The 4D-LRM – a 4D reconstruction model jointly developed by Adobe and institutions such as the University of Michigan

What is 4D-LRM?

4D-LRM (Large Space-Time Reconstruction Model) is a novel 4D reconstruction model jointly developed by Adobe Research, the University of Michigan, and other institutions. It enables fast and high-quality reconstruction of dynamic scenes from sparse input views at any given time, allowing arbitrary combinations of viewpoints and timeframes to be synthesized.

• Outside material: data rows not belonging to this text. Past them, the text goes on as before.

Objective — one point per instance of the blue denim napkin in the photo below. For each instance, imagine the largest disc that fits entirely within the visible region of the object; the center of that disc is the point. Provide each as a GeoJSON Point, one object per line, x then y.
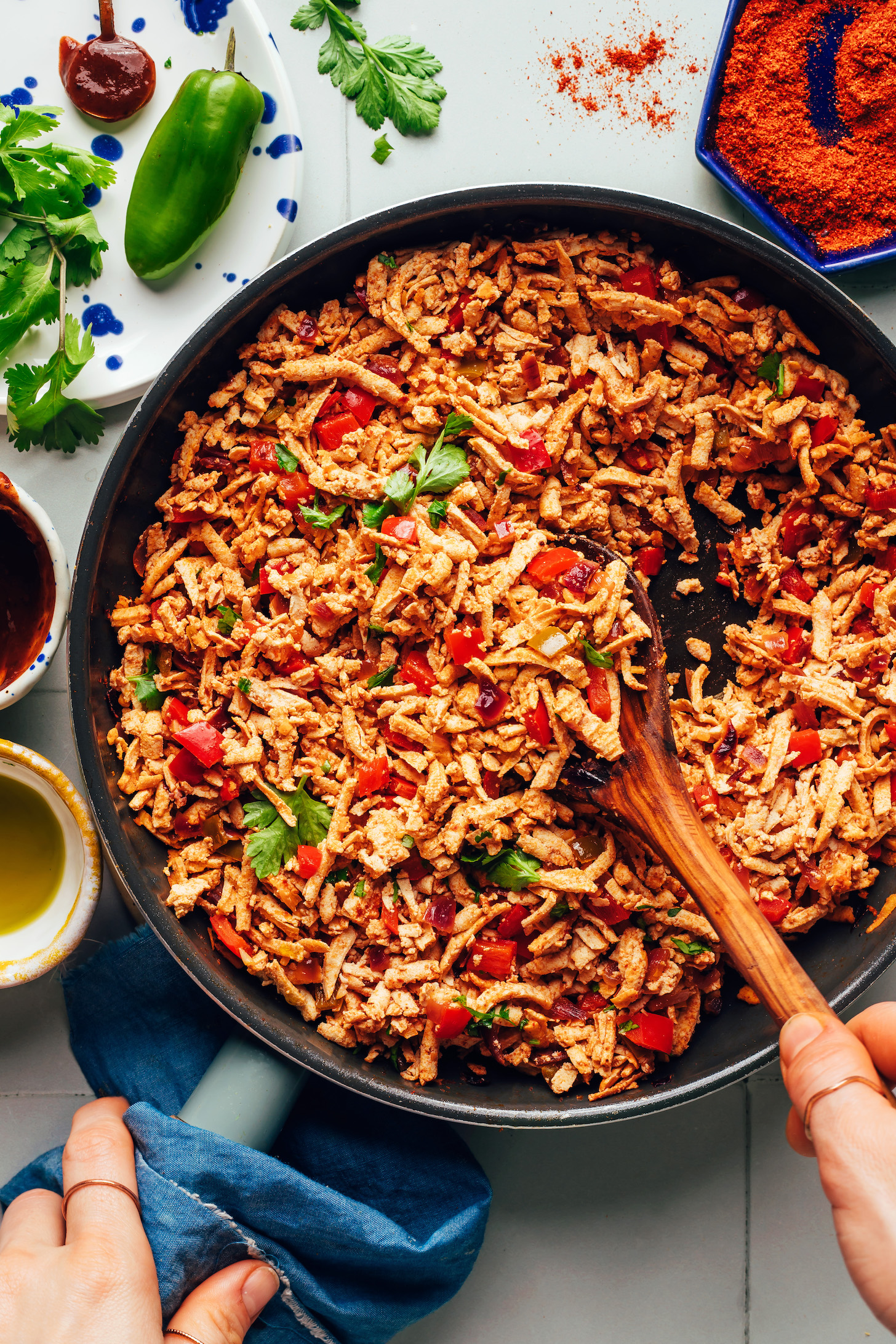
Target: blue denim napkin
{"type": "Point", "coordinates": [372, 1217]}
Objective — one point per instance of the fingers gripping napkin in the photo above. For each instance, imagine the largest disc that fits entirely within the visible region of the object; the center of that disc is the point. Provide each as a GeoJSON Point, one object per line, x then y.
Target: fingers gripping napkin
{"type": "Point", "coordinates": [372, 1218]}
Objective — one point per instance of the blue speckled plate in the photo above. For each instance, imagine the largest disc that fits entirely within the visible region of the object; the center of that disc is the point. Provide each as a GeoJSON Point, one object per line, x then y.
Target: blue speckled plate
{"type": "Point", "coordinates": [137, 326]}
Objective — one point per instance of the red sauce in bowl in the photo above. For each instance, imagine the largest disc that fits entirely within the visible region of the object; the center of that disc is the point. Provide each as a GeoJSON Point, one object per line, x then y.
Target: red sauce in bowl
{"type": "Point", "coordinates": [27, 588]}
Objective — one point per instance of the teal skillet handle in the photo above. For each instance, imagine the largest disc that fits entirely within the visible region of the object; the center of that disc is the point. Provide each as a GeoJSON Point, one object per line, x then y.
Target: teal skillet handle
{"type": "Point", "coordinates": [246, 1093]}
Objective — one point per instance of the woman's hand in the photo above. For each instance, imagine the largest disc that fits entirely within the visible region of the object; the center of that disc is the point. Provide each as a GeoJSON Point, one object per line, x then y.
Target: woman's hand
{"type": "Point", "coordinates": [854, 1134]}
{"type": "Point", "coordinates": [93, 1277]}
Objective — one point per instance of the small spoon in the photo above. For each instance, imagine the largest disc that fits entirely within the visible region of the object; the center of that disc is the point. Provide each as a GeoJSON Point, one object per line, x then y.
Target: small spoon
{"type": "Point", "coordinates": [645, 791]}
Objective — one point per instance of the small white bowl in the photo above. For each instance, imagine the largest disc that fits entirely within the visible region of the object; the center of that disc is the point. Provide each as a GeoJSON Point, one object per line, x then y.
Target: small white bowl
{"type": "Point", "coordinates": [41, 945]}
{"type": "Point", "coordinates": [12, 494]}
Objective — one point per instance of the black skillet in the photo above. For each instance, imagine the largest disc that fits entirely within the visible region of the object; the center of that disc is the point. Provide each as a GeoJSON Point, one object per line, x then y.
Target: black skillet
{"type": "Point", "coordinates": [842, 961]}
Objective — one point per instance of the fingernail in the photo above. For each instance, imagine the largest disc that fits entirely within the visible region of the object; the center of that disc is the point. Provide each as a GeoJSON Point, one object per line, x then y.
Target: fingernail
{"type": "Point", "coordinates": [260, 1288]}
{"type": "Point", "coordinates": [796, 1034]}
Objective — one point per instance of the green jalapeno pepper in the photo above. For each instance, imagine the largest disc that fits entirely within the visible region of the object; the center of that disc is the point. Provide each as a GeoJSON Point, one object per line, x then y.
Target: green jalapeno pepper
{"type": "Point", "coordinates": [190, 169]}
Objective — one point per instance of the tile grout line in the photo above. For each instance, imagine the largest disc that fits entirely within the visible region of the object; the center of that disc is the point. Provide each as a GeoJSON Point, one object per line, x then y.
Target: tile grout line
{"type": "Point", "coordinates": [747, 1199]}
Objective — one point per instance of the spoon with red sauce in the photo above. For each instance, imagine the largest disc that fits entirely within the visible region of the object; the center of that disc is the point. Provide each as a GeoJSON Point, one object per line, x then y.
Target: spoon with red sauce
{"type": "Point", "coordinates": [109, 77]}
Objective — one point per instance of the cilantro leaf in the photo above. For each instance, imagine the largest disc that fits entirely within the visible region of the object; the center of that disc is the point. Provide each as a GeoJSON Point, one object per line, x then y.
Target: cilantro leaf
{"type": "Point", "coordinates": [691, 949]}
{"type": "Point", "coordinates": [770, 366]}
{"type": "Point", "coordinates": [597, 658]}
{"type": "Point", "coordinates": [391, 78]}
{"type": "Point", "coordinates": [372, 515]}
{"type": "Point", "coordinates": [145, 687]}
{"type": "Point", "coordinates": [285, 460]}
{"type": "Point", "coordinates": [53, 420]}
{"type": "Point", "coordinates": [318, 518]}
{"type": "Point", "coordinates": [375, 572]}
{"type": "Point", "coordinates": [382, 150]}
{"type": "Point", "coordinates": [385, 678]}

Based on a Transformer architecture, the model predicts 4D Gaussian primitives per pixel to achieve a unified spatial-temporal representation. 4D-LRM demonstrates high efficiency and strong generalization capabilities across various camera configurations, particularly excelling in alternating canonical view and frame interpolation settings where it can effectively generate temporally interpolated, high-quality reconstructions.

Key Features of 4D-LRM

Efficient 4D Reconstruction:
From sparse input views and arbitrary time points, 4D-LRM can quickly and accurately reconstruct dynamic scenes across any view-time combination. It can reconstruct a 24-frame sequence in under 1.5 seconds on a single A100 GPU, showcasing its speed and scalability.
Strong Generalization:
The model generalizes well to novel objects and scenes, maintaining strong performance across various camera settings. It excels in interpolating frames under alternating canonical view setups, producing high-quality reconstructions.
Arbitrary View-Time Combinations:
Supports dynamic scene generation from any viewpoint at any time, offering new possibilities for understanding and generating complex space-time content.
Broad Applicability:
Can be extended to 4D content generation tasks, and when combined with models like SV3D, it enables the creation of higher-fidelity 4D content.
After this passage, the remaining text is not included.